"Caley! Your turn." It's our morning routine. The boys get started on their own, I work with Lillie Grace, and round out the morning with Caley. I had just finished with Lil and had gotten her started on her own and now it was my baby's turn.
"Not Caley, Cinderella, Momma." In walked the cutest, curliest Cinderella complete with click-clicks, fashion accessories, crown, and purse.
"Why hello, Cinderella! So nice of you to join us this morning. It just so happens we are working on the first letter of your name...." and so it went. I taught a complete phonics lesson to Cinderella, reviewed skip counting by twos, and sent her on her way to the "cellar" to finish up some math.

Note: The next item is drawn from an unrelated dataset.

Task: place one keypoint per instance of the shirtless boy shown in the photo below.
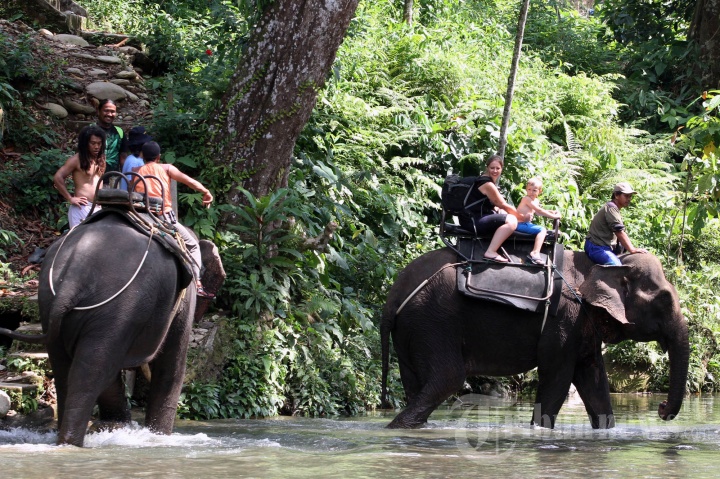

When we started Kindergarten with Logan 8 years ago, I would have never allowed Cinderella at school time...and not for the simple fact that Logan would have never dressed up in girls' clothing...but because I was, at that point, too concerned with school "looking like school." We utilized our desk table most of the time, had plenty of "seat work," I even think I made him raise his hand that first year. Ridiculous, I know. I was so nervous taking on my child's education, even his Kindergarten one. I was so focused on the what and the how that I never even noticed the "him." It's not that Batman never showed up for school, I just never let him in. My thinking was that he needed to be serious about his learning and how can he be serious dressed up as a cowboy? I poured over scope and sequence, teacher curriculums, and milestones he should be meeting that I completely overlooked the fun, the imagination, and the joy. I grew quite a bit that first year of teaching Logan. I eased up quite a bit too, it was slow, but it happened. Toward the end of Kindergarten when a knight in shining armor (or plastic) showed up, I admired but quickly piled it up on the side for "after school." By the middle of first grade, an Aggie football player showed up. How could I make him take THAT off! Only the helmet was pushed to the side. By the time Cole was in Kindergarten, Batman reappeared and we read about fruit bats that day...with the mask still on. And by the end of that year, I was all about guessing as to which character I would face...with a smile. Since then I have taught Batman several times, a ballerina, a Marine pilot wannabe, Snow White, a Marine policeman, a little mommy and her set of triplets (whew, she had her hands full!), a fireman, Tinkerbell, an Indian, Minnie Mouse, and a host of other dress up characters. Recently I even had a camo ninja drop by. I have enjoyed my guests for school so much since that first meeting of Batman so many years ago. We have laughed, researched something new because of it, tried our best at changing our voices, and enjoyed a twist in our day.
School in our house never looks the same. People stop by, activities happen, plans change, and we adapt. But even when we have a full day at home, "school" never "looks" the same when visitors appear to learn. I love seeing their imagination and the fun being someone different brings. I am allowing them to still be kids. And the funny thing is, when their schoolwork demands they be more serious, they are no longer dressing up anyway. The days of Batman are long gone.
So today, instead of teaching Caley, I treasured teaching Cinderella.